In the event of a violation of the Federal Food, Drug, and Cosmetic Act, depending on its nature, FDA may give individuals and firms an opportunity to take voluntary and prompt action to correct the violation before FDA initiates an enforcement action. Untitled letters are used for violations that may not meet the threshold of regulatory significance for a warning letter and request correction of the violations. Unlike a warning letter, an untitled letter does not include a statement that warns the individual or firm that failure to promptly correct the violation may result in enforcement action. FDA generally is under no legal obligation to warn individuals or firms about violations before taking enforcement action.
For more information, see “Untitled Letters” in the Regulatory Procedures Manual.
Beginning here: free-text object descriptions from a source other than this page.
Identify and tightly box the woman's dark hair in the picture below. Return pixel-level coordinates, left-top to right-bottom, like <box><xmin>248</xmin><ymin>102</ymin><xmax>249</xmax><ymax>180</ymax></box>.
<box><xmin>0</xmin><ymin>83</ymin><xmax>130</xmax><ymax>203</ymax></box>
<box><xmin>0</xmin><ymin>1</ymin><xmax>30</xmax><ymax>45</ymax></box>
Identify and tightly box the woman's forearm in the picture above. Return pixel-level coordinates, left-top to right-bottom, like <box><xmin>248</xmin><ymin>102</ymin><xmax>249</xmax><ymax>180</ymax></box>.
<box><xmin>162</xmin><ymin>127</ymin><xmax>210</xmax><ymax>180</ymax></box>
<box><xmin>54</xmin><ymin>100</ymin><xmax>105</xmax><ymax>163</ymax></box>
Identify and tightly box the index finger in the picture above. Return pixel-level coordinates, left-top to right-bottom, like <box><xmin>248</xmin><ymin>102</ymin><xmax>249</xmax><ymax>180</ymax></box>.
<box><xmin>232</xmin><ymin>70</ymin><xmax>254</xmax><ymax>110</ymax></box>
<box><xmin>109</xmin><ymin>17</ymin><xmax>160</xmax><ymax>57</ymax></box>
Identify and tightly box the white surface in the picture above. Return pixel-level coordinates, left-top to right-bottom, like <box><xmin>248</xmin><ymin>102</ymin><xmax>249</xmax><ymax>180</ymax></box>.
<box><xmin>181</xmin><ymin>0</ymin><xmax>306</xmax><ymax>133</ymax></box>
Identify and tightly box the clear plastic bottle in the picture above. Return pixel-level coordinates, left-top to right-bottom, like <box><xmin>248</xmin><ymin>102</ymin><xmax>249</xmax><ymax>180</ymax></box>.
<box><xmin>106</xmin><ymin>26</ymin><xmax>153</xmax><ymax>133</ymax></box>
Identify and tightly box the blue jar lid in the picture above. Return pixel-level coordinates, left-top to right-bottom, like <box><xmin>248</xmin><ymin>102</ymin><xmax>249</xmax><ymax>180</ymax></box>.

FDA generally posts an Untitled Letter to a Center website on FDA.gov when the Center has determined posting would fulfill one or more of the following objectives: (1) respond to 3 or more received or anticipated requests for the letter under the Freedom of Information Act (FOIA); (2) inform the public about violative practices and conditions that may pose a risk to their health; (3) deter future violations and allow similarly situated regulated entities to determine what activities and practices FDA finds violative and use the information to increase compliance with the law. This policy does not preclude Center offices from electing to proactively post all untitled letters within a particular program area. Where FDA adopts an approach to posting untitled letters in a particular program area, the posting will be done as soon as possible, but normally no later than 10 workdays after the letter has been issued.